Over Oregon the winds lost much of their icy speed and became a lowering cold front that pushed down the Coast and across the eastern ranges. Snow startled San Francisco for the first time in five years. Over Colorado, the cold front rammed a tropic air mass. Slowly, it began to boil.

No Breath. From the Gulf and from Canada, warm and icy air rushed together to form the whirling center of a new storm. Over Abilene, Tex. the clouds turned copper with dust, while a steely blue frost wandered across the Little Big Horn. As the languid, wet air swirled above the cold, it began to generate wind, sleet, thunder and lightning. One bolt killed a woman in Wever, Iowa in the midst of a driving blizzard.
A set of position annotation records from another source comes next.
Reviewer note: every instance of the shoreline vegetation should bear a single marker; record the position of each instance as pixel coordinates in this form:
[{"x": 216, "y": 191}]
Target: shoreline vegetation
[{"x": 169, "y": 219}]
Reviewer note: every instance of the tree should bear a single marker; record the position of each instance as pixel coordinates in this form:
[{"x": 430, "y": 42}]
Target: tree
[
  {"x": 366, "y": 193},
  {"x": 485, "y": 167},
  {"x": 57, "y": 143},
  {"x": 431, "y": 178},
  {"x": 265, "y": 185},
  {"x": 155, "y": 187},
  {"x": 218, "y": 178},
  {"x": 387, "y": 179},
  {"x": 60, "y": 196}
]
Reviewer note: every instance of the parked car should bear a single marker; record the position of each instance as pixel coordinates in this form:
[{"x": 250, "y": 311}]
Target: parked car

At Whittemore, 230 miles away, a bridal couple was unhappily snowbound in a house with 50 wedding guests.

In Missouri, Kansas, Indiana and Ohio, temperatures fell to freezing as the blizzard laid a sheet of ice and left a trail of wreckage over the land. The night it hit Milwaukee it was going 60 miles an hour, spitting lightning and roaring like Aeolus. Milwaukee stopped breathing. Streetcars, buses, automobiles stalled; in many cases their passengers slept in them. People were trapped everywhere--a phenomenal number of them in bars. After twelve hours, the fire department was snowed in; snowplows could not budge through the 10-foot drifts. Five people who tried to buck their way home through the shot-like snow died of their exertions.

On the ice-coated breakwater near Northwestern University's campus at Evanston, Student Dwight Cook watched the 20-foot waves pound in from Lake Michigan. Suddenly, one licked him out of sight. In Chicago, the blizzard sent pedestrians sprawling, snapped power lines, broke windows and stopped traffic. Thunder hammered across a sky that flashed red, purple and orange. For good measure, the dust from Texas arrived to turn the snow yellow and brown, and started Chicagoans searching their Bibles.

High Wind. Over the central plains, meanwhile, the dying storm sucked in new air like an empyrean vacuum cleaner. One of its gulps started a tornado roaring through north central Arkansas and southern Missouri. Seven died. Another sent half a dozen twisters spinning through Alabama and up into Georgia. Six died.

Across New England and northern New York, which had been luxuriating in an early thaw, the slushy windrows stiffened and the seed went back to sleep as the storm rolled over on its way to sea. But 750 miles south, in Charleston, S.C., people shed their coats and wondered what had got into winter. Charleston's thermometers stood at a record 75DEG above.